Once released, these solvents infiltrate soil and groundwater, eventually migrating through aquifers, often well beyond the boundaries of the original source site.

Testing for Chlorinated Solvents in Water

Detecting chlorinated solvents requires specialized laboratory analysis. Standard drinking water tests—commonly performed for bacteria, pH, nitrates, or hardness—do not detect these volatile organic compounds (VOCs).

Testing challenges include:

Sample integrity: Volatile solvents can evaporate from improperly sealed containers, leading to inaccurate results
Lack of awareness: Many private well owners are unaware that solvent testing is not included in routine panels
Geographic variability: Risk is elevated near former industrial, dry cleaning, or military sites, but contamination can also occur at unexpected distances due to groundwater transport

For private wells and community systems located near historical industrial activity, periodic VOC testing is recommended. The Home Master Full Laboratory Water Test with Pesticides & Iron Bacteria is an effective test for Chlorinated Solvents.

Treatment Technologies for Chlorinated Solvents

Because chlorinated solvents are persistent and volatile, their removal requires specialized treatment technologies. Conventional filtration systems are generally inadequate for this class of contaminants.

1. Activated Carbon Filtration

Granular activated carbon (GAC) can be effective for removing chlorinated solvents, provided the system is properly designed and maintained.

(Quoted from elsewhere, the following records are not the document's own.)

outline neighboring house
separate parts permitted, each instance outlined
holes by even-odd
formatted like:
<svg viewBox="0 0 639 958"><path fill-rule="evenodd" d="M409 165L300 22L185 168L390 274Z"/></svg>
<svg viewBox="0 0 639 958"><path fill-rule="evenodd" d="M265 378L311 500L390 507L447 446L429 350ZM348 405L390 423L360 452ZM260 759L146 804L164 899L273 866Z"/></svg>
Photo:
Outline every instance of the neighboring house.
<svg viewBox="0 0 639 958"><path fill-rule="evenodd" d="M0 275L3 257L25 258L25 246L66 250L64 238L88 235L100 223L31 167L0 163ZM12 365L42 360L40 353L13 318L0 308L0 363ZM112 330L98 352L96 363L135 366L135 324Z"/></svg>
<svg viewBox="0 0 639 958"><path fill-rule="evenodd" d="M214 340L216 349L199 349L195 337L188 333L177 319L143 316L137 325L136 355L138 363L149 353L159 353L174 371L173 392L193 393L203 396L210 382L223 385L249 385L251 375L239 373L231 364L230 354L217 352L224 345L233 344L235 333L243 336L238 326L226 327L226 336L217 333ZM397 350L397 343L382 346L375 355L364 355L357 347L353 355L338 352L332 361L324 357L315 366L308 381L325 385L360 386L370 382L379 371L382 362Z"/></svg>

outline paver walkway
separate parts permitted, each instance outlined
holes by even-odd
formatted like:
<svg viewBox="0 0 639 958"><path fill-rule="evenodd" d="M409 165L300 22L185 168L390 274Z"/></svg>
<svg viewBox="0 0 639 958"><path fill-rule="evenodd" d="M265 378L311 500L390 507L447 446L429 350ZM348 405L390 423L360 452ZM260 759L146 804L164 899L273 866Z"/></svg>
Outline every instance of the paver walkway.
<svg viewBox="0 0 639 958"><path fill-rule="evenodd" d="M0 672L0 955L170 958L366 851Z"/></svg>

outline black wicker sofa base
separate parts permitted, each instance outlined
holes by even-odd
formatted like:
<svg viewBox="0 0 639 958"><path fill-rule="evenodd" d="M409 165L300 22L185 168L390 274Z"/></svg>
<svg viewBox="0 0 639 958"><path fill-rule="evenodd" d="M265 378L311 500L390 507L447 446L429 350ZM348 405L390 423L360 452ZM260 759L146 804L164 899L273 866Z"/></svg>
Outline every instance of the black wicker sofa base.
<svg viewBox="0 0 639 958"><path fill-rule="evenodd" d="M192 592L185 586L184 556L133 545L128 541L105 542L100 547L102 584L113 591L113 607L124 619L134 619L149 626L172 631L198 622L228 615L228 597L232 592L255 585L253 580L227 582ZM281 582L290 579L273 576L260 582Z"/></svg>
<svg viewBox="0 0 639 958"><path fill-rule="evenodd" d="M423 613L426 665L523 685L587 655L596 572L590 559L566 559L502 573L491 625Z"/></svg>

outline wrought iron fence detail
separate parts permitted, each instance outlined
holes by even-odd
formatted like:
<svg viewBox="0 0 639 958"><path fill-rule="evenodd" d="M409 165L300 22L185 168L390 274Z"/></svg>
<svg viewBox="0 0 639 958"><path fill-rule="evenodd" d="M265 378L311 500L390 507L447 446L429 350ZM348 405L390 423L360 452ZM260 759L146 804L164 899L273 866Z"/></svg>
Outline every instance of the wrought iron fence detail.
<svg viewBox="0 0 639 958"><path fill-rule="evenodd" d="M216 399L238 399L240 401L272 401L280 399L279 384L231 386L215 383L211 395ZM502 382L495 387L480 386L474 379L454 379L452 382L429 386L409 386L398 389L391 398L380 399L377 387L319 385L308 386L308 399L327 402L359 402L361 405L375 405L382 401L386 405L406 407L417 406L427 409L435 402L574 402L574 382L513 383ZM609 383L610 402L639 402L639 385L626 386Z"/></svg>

Catalytic carbon, a specialized form of GAC, offers enhanced performance by promoting chemical reactions that degrade certain solvents.
The Home Master Two-Stage System uses fine sediment filtration and catalytic carbon to improve adsorption and breakdown of VOCs.
Point-of-use systems (e.g., under-sink filters) are often the most practical for protecting drinking and cooking water.
Frequent filter replacement is essential, as chlorinated solvents can quickly saturate carbon media.

2. Reverse Osmosis (RO)

Reverse osmosis systems offer one of the most thorough options for residential water treatment.

RO membranes can remove up to 95–99% of chlorinated solvents, depending on compound size and system configuration.
Multi-stage systems, such as those offered by The Perfect Water, include pre- and post-filtration to protect and enhance membrane performance.
Routine maintenance is critical to ensure continued effectiveness, especially in areas with higher contaminant loads.

3. Air Stripping (Whole-House Applications)

Air stripping involves aerating water to volatilize solvents, which are then captured in an air treatment system.

Most effective for highly volatile solvents like TCE and PCE
Typically used in larger-scale or whole-house systems
Requires professional installation and management of air emissions

Preventive Strategies

While treatment technologies are effective, preventing contamination in the first place is the most sustainable solution.

Key preventive measures include:

Proper disposal of solvent-containing products (e.g., paint strippers, degreasers) via hazardous waste programs
Environmental due diligence in real estate transactions near former industrial sites
Community support for businesses that adopt environmentally responsible practices
Routine testing for well owners in historically industrial areas

Conclusion

Chlorinated solvents are a legacy of past industrial activity that continues to pose measurable risks to drinking water quality. Their persistence in groundwater systems, coupled with established links to adverse health outcomes, warrants proactive testing and treatment, especially for private well owners and those living near historical contamination sources.

Fortunately, proven technologies such as catalytic carbon filtration and reverse osmosis offer effective solutions for mitigating these risks. By combining proper water testing, appropriate system selection, and ongoing maintenance, households can significantly reduce their exposure to chlorinated solvents.

Investing in preventative testing and targeted treatment is not only a public health imperative. It also offers peace of mind for families concerned about long-term exposure to industrial contaminants.